(Bloomberg) -- Angela Merkel’s visit to a revamped Volkswagen AG electric-car plant in Zwickau on Monday is a stark reminder of what’s at stake both for the German chancellor and VW boss Herbert Diess.

Merkel -- who critics say has long been soft on the auto industry -- has come under fire for failing to make more progress in curbing greenhouse gas emissions, while Diess is attempting to manage the expensive shift to electric vehicles for the masses without ruining the world’s biggest carmaker.

Merkel’s visit to the factory in the eastern state of Saxony marks the production start of VW’s ID.3, the brand’s first mass-market vehicle based on a dedicated technology for purely battery-powered cars. Success is vital for the massive investment to pay off and safeguard jobs.

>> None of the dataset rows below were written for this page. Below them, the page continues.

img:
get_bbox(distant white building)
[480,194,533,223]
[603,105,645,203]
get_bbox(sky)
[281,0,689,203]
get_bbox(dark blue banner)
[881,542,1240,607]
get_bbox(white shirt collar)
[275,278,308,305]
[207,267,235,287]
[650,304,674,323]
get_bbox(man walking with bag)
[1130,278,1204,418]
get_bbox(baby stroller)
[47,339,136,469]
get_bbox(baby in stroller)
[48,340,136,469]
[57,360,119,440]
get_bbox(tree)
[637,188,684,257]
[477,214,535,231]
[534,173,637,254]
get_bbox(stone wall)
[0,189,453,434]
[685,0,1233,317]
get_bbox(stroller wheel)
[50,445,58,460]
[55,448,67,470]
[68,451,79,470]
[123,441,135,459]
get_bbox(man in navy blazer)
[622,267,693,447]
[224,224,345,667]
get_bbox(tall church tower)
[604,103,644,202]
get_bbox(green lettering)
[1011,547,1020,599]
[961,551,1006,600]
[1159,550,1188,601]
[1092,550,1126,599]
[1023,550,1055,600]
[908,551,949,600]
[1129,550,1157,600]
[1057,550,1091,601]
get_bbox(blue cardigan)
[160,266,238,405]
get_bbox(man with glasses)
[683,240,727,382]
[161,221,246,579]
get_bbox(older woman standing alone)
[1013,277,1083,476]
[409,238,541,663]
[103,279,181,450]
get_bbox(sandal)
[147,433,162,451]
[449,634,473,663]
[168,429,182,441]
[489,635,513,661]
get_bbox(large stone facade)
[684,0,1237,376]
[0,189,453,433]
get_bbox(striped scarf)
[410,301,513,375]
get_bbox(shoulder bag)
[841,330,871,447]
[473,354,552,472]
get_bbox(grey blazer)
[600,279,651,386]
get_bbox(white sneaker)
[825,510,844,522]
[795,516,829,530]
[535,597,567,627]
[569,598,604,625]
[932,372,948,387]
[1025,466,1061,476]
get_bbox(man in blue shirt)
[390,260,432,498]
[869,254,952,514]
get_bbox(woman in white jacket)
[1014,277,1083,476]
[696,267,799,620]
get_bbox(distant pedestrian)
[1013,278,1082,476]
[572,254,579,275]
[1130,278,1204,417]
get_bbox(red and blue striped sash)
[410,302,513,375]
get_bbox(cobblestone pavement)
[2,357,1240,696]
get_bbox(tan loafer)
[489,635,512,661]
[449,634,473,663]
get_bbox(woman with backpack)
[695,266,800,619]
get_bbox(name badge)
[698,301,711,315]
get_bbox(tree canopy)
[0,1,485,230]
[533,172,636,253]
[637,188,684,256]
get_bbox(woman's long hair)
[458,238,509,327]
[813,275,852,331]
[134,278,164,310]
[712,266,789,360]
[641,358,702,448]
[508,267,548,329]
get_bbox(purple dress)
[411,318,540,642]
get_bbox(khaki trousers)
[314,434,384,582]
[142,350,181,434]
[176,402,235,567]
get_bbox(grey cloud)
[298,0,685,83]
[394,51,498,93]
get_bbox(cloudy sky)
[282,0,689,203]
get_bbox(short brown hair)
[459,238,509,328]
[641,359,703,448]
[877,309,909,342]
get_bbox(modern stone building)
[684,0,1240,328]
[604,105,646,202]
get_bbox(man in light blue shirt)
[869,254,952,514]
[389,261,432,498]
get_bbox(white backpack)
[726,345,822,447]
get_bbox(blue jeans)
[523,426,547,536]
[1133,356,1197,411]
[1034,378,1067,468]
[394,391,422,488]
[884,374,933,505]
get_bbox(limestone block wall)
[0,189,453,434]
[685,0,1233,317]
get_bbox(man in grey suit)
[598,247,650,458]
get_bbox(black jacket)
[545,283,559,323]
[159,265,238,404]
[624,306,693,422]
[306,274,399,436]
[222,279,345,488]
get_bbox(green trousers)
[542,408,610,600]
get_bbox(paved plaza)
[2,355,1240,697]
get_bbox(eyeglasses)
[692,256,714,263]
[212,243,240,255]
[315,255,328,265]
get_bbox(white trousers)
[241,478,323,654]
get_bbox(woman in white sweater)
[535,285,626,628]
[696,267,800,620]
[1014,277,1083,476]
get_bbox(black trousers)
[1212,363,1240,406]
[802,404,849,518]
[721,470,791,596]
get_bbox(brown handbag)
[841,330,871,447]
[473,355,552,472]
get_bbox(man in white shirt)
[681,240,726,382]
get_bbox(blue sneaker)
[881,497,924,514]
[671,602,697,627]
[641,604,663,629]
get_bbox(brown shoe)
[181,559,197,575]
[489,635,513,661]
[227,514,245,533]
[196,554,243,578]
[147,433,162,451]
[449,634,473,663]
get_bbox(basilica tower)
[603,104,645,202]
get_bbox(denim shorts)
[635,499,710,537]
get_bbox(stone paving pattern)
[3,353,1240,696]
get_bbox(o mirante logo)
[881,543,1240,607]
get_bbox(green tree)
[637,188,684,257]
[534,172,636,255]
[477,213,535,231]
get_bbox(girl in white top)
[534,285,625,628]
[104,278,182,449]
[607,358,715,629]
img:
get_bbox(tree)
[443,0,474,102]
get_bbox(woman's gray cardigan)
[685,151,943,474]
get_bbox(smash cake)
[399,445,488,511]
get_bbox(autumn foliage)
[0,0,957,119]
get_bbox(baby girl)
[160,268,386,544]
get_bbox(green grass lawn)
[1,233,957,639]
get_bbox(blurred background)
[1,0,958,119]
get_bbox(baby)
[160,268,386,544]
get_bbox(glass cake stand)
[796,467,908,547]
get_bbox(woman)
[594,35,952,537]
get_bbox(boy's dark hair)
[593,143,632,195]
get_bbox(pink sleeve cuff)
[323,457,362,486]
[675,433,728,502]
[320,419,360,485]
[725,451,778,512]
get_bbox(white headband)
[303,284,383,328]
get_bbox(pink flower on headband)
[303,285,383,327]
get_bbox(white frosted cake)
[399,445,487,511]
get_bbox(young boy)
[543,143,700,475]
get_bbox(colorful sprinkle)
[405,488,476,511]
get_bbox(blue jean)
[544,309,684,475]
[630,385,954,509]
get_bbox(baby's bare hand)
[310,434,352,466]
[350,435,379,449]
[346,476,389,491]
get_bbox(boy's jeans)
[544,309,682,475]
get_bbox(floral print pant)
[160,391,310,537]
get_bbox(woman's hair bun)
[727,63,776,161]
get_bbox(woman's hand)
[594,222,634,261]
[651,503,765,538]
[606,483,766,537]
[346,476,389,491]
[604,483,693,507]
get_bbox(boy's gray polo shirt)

The chancellor’s foray into eastern Germany comes just days after her Christian Democrat party slumped to a disastrous result in an election in the neighboring state of Thuringia, stoking fresh doubts about the stability of her ruling coalition in Berlin. Voters have deserted her Christian Democrat-led bloc and her junior coalition partner, the Social Democrats, in droves amid gains for the far-right and environmentalist Greens.

For VW, the ID. 3 represents a first stage in its attempt to manage a transition away from the combustion engine without inflicting too much damage on its balance sheet, something no automaker has yet accomplished.

The Zwickau plant, which had been making Golfs and Passats, marks the traditional automaking industry’s first site being switched directly to all-electric cars from combustion-powered models.

“The production start of the ID.3 ushers in a new era for Volkswagen -- one comparable to the first Beetle or the first Golf,” Thomas Ulbrich, VW brand board member responsible for electric mobility, said in a statement. The factory is going “from 100% internal combustion engines to 100% electric drives.”

Rich Heritage

Construction work to convert the Zwickau factory into Europe’s largest plant exclusively making fully-electric vehicles is on track to finish in 2021, VW said. Upon completion, it will churn out as many as 330,000 cars per year, slightly less than Tesla Inc.’s targeted global deliveries for 2019.

It’s unclear, though, how many German customers will switch to electric cars in a country with a rich automotive heritage centered on combustion engines. Charging infrastructure in Europe’s largest economy remains patchy. Adoption has been tepid and forced Merkel to push back a target of 1 million electric cars on German roads by two years to 2022.

VW has earmarked about 30 billion euros ($33 billion) to develop the industry’s largest fleet of electric cars, more than any other company. Zwickau is leading the push with plans to produce six different models for the group’s VW, Audi and Seat brands. The company will have a total of eight factories worldwide by 2022 that make electric vehicles.

Top officials from German automakers, parts suppliers and labor unions are due to meet Merkel and key regional leaders in Berlin on Monday evening for their latest discussion about electric mobility, including plans to boost charging infrastructure.

Merkel said in a podcast Sunday previewing the meeting that the government’s focus is on promoting electric vehicles but that it’s also open to hydrogen technology. It wants 1 million charging stations to be in place by 2030, she said.

Encouraging consumers to buy electric cars via a so-called “Environment Bonus” funded by the government and automakers is one option under consideration, Merkel added.